The world over carmakers spend big bucks to establish their brands as leaders in the race toward greater fuel efficiency and reduced emissions. Yet many of the eco-friendly and high-tech innovations in our vehicles begin in the research and development departments of large auto suppliers—the companies that supply components and systems to automobile manufacturers.
One such company,you might know Continental Automotive Systems as a maker of tires, but you probably don't know its role in the development of next-generation hybrids, diesels, lithium batteries, stability control, and wireless connectivity technologies for automobiles.
Due to this companies efforts,we are going to see an explosion of improvements in efficiency in vehicles, including traditional technologies such as direct gasoline injection, turbochargers, double-clutch transmission technoligies and low-resistance tires.
Cars in 2030
In 2030, you'll have a lot more technologies like autonomously driven vehicle. This is a vehicle that drives itself. It's a Chevy Tahoe. It still had all the attributes of a full-size SUV, but it also had the capability of driving itself. This vehicle actually had its own eyes and ears and senses to be able to navigate an urban setting with other cars on the road and be able to do that in a very safe and efficient way.
It's a demonstration to bring all three emerging technologies together: safety, sustainability, and connectivity.
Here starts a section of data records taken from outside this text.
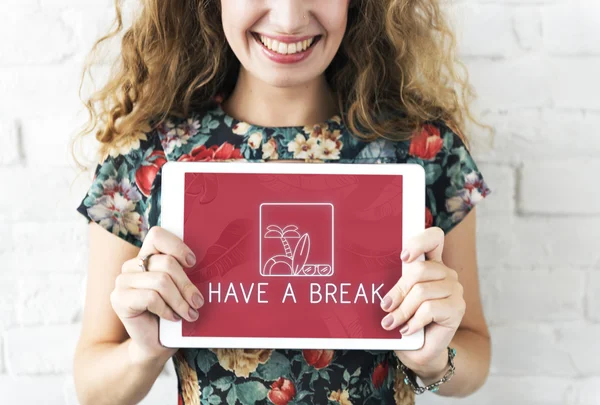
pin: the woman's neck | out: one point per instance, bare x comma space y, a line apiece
258, 103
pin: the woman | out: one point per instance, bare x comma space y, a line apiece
278, 80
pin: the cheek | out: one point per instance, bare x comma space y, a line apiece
236, 17
334, 19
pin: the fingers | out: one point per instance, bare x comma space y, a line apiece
413, 273
429, 242
129, 303
168, 264
421, 294
166, 291
443, 312
159, 240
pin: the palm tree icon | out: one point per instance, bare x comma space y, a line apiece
291, 263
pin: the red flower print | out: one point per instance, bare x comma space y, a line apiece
215, 152
282, 391
427, 143
379, 374
145, 175
318, 358
428, 218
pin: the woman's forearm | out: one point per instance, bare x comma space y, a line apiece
105, 374
472, 362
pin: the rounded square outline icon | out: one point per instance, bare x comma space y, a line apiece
316, 271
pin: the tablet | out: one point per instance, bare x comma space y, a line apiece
292, 255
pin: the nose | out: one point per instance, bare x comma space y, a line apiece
289, 17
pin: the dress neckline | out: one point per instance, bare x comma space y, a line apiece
333, 121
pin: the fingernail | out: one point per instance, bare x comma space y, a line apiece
404, 255
197, 300
191, 259
386, 303
387, 321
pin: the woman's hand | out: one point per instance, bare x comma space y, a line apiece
428, 295
165, 291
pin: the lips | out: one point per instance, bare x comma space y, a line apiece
257, 38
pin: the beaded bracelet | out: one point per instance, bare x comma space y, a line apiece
410, 377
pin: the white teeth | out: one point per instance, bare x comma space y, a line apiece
284, 48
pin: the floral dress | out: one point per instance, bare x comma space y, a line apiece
124, 198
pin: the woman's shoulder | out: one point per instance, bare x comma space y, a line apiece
454, 182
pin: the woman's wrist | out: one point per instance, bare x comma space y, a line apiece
139, 356
434, 371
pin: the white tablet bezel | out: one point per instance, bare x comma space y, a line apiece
172, 204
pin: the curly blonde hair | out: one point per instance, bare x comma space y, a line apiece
395, 69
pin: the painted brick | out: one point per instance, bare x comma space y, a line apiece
571, 28
41, 350
514, 296
49, 299
549, 186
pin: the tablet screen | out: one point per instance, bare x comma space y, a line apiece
293, 255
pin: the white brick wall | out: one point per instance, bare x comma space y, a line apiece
534, 64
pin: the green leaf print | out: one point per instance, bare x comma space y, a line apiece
214, 400
277, 366
231, 397
107, 169
205, 360
432, 173
432, 201
448, 140
250, 392
123, 172
223, 383
346, 376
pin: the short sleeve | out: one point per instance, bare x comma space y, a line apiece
124, 197
454, 183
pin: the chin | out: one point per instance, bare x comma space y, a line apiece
281, 79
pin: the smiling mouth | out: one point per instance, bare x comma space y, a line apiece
284, 48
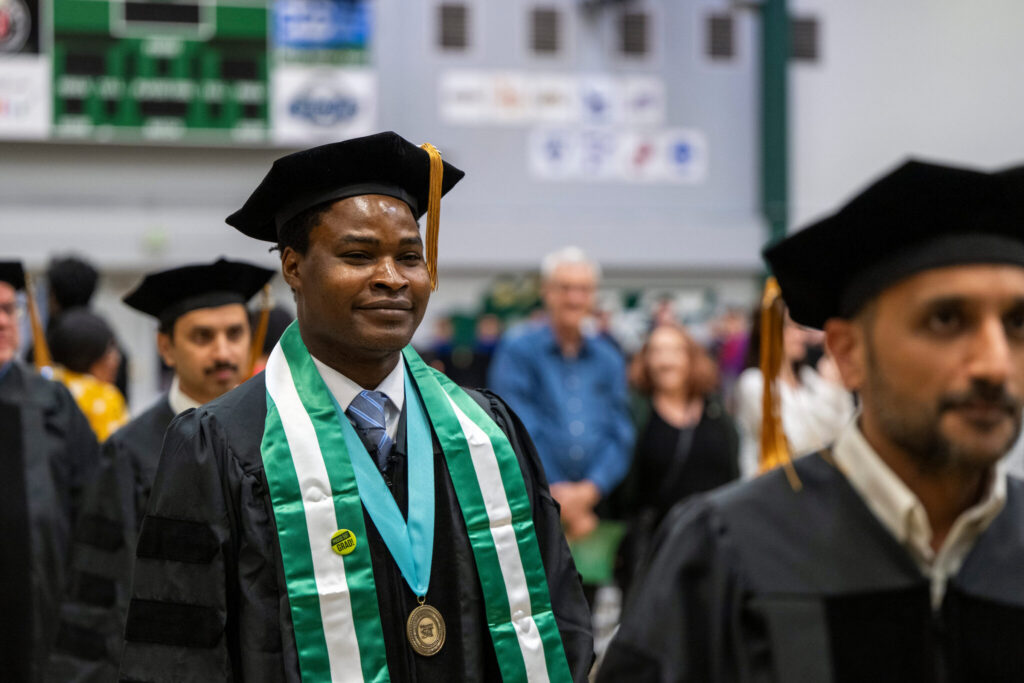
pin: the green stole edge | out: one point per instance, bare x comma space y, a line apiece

You're going to see developments on sustainability go concurrent with a continued focus on safety, which has been the focus of the industry in the last decade or so. Technologies like electronic stability control.lane detection warning, blind-spot detection, and rear-end collision avoidance. You'll see these technologies in the next couple of years, just exploding in the industry. That will complement everything we are doing on the power train side and from a sustainability standpoint.
Just in the past few years, advances in camera technology, in the image-processing software that's available to know the difference between a line in the road and a Coca-Cola can sitting in front of the car. The radar system might pick it up as an obstacle, but the camera knows, with the fusion of the sensors together, that it's a Coca-Cola can. You certainly wouldn't want the full brake applied.These are the things that are advancing very quickly now, to be able to bring in more safety and sustainability into the car.